Results and Discussion
The results showed that the water use efficiency of mung bean was significantly lower than that of mung bean monoculture in two patterns of mixed and incremental cultivation. The highest mung bean water use efficiency occurred at the irrigation level of 80% of the water requirement and single crop (0.51 kg m^-3). Maize water productivity in all cropping patterns decreases with increasing irrigation water consumption. There was no significant difference between the water productivity of the additive intercropping and the monoculture of maize, but the water productivity of the replacement intercropping had a significant difference with the other two cropping patterns.

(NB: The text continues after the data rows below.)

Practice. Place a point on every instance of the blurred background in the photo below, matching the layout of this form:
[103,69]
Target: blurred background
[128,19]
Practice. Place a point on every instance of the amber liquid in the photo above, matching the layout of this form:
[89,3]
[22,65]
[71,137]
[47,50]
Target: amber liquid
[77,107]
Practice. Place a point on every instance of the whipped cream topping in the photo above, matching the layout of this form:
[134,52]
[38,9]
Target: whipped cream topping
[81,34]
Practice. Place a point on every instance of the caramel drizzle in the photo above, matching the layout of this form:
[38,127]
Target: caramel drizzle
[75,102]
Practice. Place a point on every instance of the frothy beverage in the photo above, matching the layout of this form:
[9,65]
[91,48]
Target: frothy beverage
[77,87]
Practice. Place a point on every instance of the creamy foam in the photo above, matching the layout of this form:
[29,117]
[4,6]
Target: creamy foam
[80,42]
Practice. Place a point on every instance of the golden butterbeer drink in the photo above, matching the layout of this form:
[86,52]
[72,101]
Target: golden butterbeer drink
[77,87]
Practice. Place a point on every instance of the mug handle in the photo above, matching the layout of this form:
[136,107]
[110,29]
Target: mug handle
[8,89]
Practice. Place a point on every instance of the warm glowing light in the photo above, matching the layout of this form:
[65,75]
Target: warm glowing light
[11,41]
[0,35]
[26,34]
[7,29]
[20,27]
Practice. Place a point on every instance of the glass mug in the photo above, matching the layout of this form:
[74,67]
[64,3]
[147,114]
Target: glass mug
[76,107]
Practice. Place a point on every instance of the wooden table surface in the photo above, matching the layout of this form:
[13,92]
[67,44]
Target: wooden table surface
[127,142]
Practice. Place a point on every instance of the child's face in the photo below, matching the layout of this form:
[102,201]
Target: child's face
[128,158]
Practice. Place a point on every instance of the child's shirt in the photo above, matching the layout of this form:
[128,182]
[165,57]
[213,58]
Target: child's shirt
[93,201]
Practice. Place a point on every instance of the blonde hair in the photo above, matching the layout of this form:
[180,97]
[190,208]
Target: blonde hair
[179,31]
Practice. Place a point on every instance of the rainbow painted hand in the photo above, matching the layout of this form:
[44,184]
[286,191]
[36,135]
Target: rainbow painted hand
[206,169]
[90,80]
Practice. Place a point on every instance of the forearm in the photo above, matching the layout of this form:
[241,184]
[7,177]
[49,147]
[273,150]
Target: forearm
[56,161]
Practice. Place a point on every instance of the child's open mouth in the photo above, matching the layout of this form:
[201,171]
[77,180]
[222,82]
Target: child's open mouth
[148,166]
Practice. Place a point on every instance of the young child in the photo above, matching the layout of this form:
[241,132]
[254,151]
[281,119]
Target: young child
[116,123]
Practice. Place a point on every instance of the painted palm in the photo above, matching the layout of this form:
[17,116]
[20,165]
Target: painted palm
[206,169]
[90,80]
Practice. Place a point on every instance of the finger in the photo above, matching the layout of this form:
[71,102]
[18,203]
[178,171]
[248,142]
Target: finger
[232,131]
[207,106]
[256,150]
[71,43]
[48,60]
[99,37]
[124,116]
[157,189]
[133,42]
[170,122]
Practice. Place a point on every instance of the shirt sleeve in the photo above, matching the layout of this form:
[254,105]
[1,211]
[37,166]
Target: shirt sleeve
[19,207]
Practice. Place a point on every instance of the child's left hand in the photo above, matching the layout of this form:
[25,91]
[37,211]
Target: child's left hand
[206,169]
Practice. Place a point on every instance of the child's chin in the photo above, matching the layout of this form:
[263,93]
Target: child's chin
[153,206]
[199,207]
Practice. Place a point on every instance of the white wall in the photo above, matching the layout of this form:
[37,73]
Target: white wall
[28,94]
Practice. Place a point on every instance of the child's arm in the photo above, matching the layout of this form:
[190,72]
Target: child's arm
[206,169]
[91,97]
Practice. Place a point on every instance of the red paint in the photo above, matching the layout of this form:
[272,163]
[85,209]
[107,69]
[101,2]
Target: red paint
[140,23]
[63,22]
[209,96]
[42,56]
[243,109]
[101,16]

The highest value of LER was obtained in the additive intercropping as 1.56 and 1.52 in 80 and 100% of water requirement, respectively, which was equivalent to a 56 and 52% increase in profitability compared to a monoculture of the two species. WER was greater than 1 in all water levels and two intercropping patterns, which indicated the superiority of intercropping with less water than monoculture. Also, the results showed that the highest WER value was 1.46 in the additive intercropping treatment with an 80% water consumption level. Additionally, the comparison of LER and WER indices showed that intercropping makes more efficient use of water and land resources. Also, the results indicated that the highest LER and WER occurred in the additive intercropping and the irrigation level was 80%. Therefore, additive intercropping and the use of an 80% irrigation level make the most efficient use of water and land resources.
 
Conclusion
The higher WER and LER indexes in this study suggest that an intercropping system may save 45%–56% of water and farmland, achieving similar yields in comparison to sole maize and sole mung bean. Thus, the intercropping system would be an advantageous cropping system for sustaining crop productivity and improving water and land use efficiency. However, additional research is required to comprehend the resource capture mechanism of intercrop species in intercropping systems under the changing climate. Especially, a series of comprehensive studies to develop the best management approaches regarding fertilization, irrigation, and pest control would support the sustainability of intercropping systems and farmer adoption. The successful adoption of the intercropping system will play an important role in meeting the food requirements of the increasing population, especially in arid and semiarid countries such as Iran which are facing challenges in resource limitation. The results of this study showed that by using intercropping system and optimal management of water consumption, it is possible to achieve performance similar to single crop cultivation with 45% less water and 56% less land use. However, more research is needed to understand the mechanism of how resources are absorbed by mixed species in intercropping systems, especially under different climatic conditions.